Stiamo parlando in fondo dell’unico pilota che è riuscito seriamente a mettere in difficoltà Marquez, l’unico che lo ha battuto in pista più volte nel corpo a corpo. A sorridere all’alfiere della Rossa poi ci pensa anche l’aritmetica.

Per chi vedesse ancora un Dovizioso in affanno basta far presente, infatti, che in questo 2019 sinora sono già 54 i punti ottenuti, la sua seconda miglior partenza in 12 anni di MotoGP dopo i 60 punti del 2015 dove però il caro Dovi non riuscì a vincere nemmeno una gara, ma portò a casa solo, si fa per dire, tre secondi posti.

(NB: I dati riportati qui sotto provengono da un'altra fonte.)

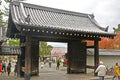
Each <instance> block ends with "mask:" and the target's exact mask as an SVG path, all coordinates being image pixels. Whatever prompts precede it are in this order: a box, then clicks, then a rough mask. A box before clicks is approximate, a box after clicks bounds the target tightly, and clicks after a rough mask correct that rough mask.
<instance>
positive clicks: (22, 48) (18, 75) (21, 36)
mask: <svg viewBox="0 0 120 80" xmlns="http://www.w3.org/2000/svg"><path fill="white" fill-rule="evenodd" d="M20 48H21V54H19V55H18V72H17V76H19V77H24V70H23V68H24V67H25V37H24V36H21V37H20Z"/></svg>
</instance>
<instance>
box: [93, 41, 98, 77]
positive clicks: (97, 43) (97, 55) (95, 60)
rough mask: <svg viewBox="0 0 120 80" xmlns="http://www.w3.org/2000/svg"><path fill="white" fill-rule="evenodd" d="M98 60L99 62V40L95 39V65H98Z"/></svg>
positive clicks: (94, 74)
mask: <svg viewBox="0 0 120 80" xmlns="http://www.w3.org/2000/svg"><path fill="white" fill-rule="evenodd" d="M98 62H99V41H98V40H95V41H94V66H96V65H97V64H98ZM95 70H96V68H95ZM94 75H95V74H94Z"/></svg>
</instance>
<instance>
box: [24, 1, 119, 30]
mask: <svg viewBox="0 0 120 80" xmlns="http://www.w3.org/2000/svg"><path fill="white" fill-rule="evenodd" d="M25 2H27V3H31V4H36V5H41V6H47V7H52V8H58V9H64V10H69V11H75V12H80V13H88V14H94V15H95V19H96V21H97V22H98V23H99V24H100V25H101V26H102V27H106V26H109V32H111V31H113V30H112V28H113V27H115V28H117V25H118V24H120V0H26V1H25Z"/></svg>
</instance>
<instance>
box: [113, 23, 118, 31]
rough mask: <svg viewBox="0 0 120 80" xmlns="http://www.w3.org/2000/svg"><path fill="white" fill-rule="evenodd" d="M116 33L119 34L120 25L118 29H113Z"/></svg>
mask: <svg viewBox="0 0 120 80" xmlns="http://www.w3.org/2000/svg"><path fill="white" fill-rule="evenodd" d="M113 30H114V32H119V31H120V24H118V28H113Z"/></svg>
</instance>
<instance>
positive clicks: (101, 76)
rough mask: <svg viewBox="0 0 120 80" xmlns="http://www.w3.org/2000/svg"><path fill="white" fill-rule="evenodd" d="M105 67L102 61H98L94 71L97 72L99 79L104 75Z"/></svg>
mask: <svg viewBox="0 0 120 80" xmlns="http://www.w3.org/2000/svg"><path fill="white" fill-rule="evenodd" d="M106 71H107V70H106V67H105V66H104V65H103V62H102V61H100V62H99V66H98V67H97V69H96V71H95V73H98V76H99V80H104V76H105V75H106Z"/></svg>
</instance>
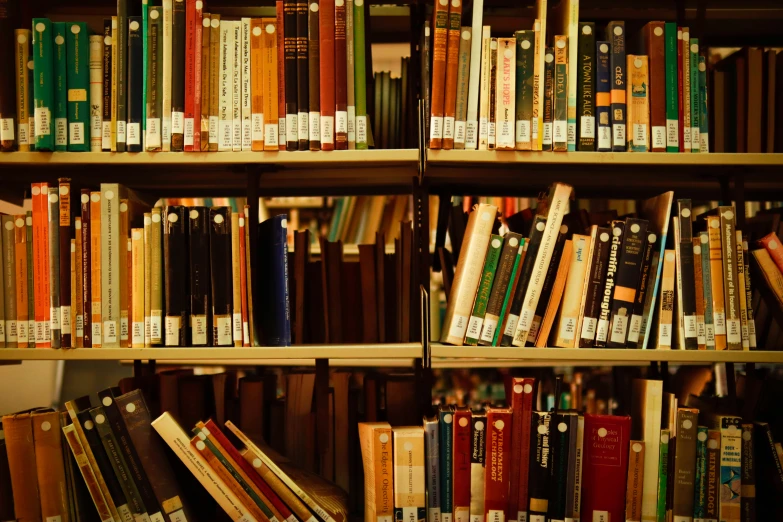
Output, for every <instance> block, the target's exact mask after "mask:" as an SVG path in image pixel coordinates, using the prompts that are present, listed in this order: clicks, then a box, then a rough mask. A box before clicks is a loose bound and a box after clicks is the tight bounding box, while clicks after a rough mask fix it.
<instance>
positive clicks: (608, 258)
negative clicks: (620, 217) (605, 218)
mask: <svg viewBox="0 0 783 522" xmlns="http://www.w3.org/2000/svg"><path fill="white" fill-rule="evenodd" d="M624 232H625V222H624V221H612V240H611V244H610V245H609V258H608V260H607V262H606V277H605V278H604V285H603V294H602V295H601V302H600V305H599V308H600V312H599V314H598V327H597V328H596V332H595V343H594V344H593V346H595V347H596V348H606V343H607V340H608V339H609V320H610V319H611V317H612V296H613V295H614V285H615V282H616V279H617V261H618V259H619V257H620V247H621V246H622V244H623V233H624Z"/></svg>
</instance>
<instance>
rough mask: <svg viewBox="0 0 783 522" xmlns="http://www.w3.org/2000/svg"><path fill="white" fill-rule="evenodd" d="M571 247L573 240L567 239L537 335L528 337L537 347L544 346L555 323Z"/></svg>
mask: <svg viewBox="0 0 783 522" xmlns="http://www.w3.org/2000/svg"><path fill="white" fill-rule="evenodd" d="M573 247H574V244H573V241H571V240H570V239H567V240H566V242H565V245H563V255H562V256H561V257H560V264H559V265H558V267H557V275H556V276H555V284H554V285H552V292H551V293H550V294H549V302H548V303H547V306H546V312H544V317H543V320H542V321H541V327H540V328H539V330H538V335H537V336H536V338H535V339H528V341H530V342H532V343H534V345H535V346H536V347H538V348H546V346H547V342H548V341H549V334H550V333H551V332H552V326H553V325H554V324H555V318H556V316H557V310H558V309H559V308H560V304H561V303H562V300H563V291H564V290H565V283H566V278H567V277H568V272H569V268H570V266H571V252H572V251H573V249H574V248H573Z"/></svg>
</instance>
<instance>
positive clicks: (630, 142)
mask: <svg viewBox="0 0 783 522" xmlns="http://www.w3.org/2000/svg"><path fill="white" fill-rule="evenodd" d="M626 58H627V67H626V71H627V73H628V78H627V81H626V88H627V95H626V100H627V103H628V127H630V130H631V132H630V135H629V136H628V150H629V151H631V152H648V151H649V150H650V133H649V126H650V98H649V87H648V85H649V83H650V77H649V74H648V71H649V68H648V60H647V56H635V55H632V54H629V55H628V56H627V57H626Z"/></svg>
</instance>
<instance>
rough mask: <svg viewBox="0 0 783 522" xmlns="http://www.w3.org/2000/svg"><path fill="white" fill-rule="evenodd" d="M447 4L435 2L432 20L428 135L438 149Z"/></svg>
mask: <svg viewBox="0 0 783 522" xmlns="http://www.w3.org/2000/svg"><path fill="white" fill-rule="evenodd" d="M449 4H450V2H435V10H434V13H433V21H432V28H433V36H432V83H431V85H432V87H431V91H432V92H431V94H430V112H431V114H430V135H429V144H430V148H431V149H439V148H441V147H442V146H443V109H444V105H445V92H446V57H447V53H448V32H449ZM457 28H458V29H459V24H457ZM458 45H459V44H458ZM455 78H456V76H455ZM454 89H455V90H456V85H455V86H454ZM452 141H453V136H452Z"/></svg>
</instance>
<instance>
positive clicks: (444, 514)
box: [438, 406, 454, 522]
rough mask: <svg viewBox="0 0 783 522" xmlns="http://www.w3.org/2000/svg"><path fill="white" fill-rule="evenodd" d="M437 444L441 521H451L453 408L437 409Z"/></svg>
mask: <svg viewBox="0 0 783 522" xmlns="http://www.w3.org/2000/svg"><path fill="white" fill-rule="evenodd" d="M438 419H439V420H440V422H439V426H438V437H440V441H439V442H440V443H439V444H438V453H439V454H440V455H439V457H440V458H439V459H438V463H439V465H440V517H441V521H442V522H452V515H453V509H454V508H453V503H454V499H453V498H452V497H453V491H454V477H453V475H452V463H453V461H454V422H453V421H454V408H453V407H452V406H441V407H440V409H439V410H438Z"/></svg>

Se estendiamo il discorso all’intera sua carriera poi solo in un’altra annata troviamo uno scatto migliore ad inizio stagione e stiamo parlando del magico 2004 dove DesmoDovi portò a casa a fine anno il titolo Mondiale in 125. In quel frangente l’italiano mise in cascina 63 punti nelle prime tre gare.

Lasciando i numeri e soffermandoci sulla pista, questa ci racconta di una Ducati in grande forma e di un Dovizioso altrettanto in palla. Pista come quella di Austin o quella argentina non sono mai andate giù sia al pilota italiano che alla moto di Borgo Panigale, quindi è decisamente importantissimo essere usciti da due tracciati, sulla carta sfavorevoli, addirittura con la testa del Mondiale in tasca.

Andrea magari non è il favorito numero uno per questo titolo, ma se fa la differenza sulle sue piste e continua ad avere questo tipo di continuità su circuiti a lui poco congeniali, siamo certi che darà molto fastidio nella corsa alla corona iridata. Forse però è meglio così, meglio lasciare i titoli e gli elogi agli altri, Andrea però c’è e non è mai stato così forte, sono tutti avvisati.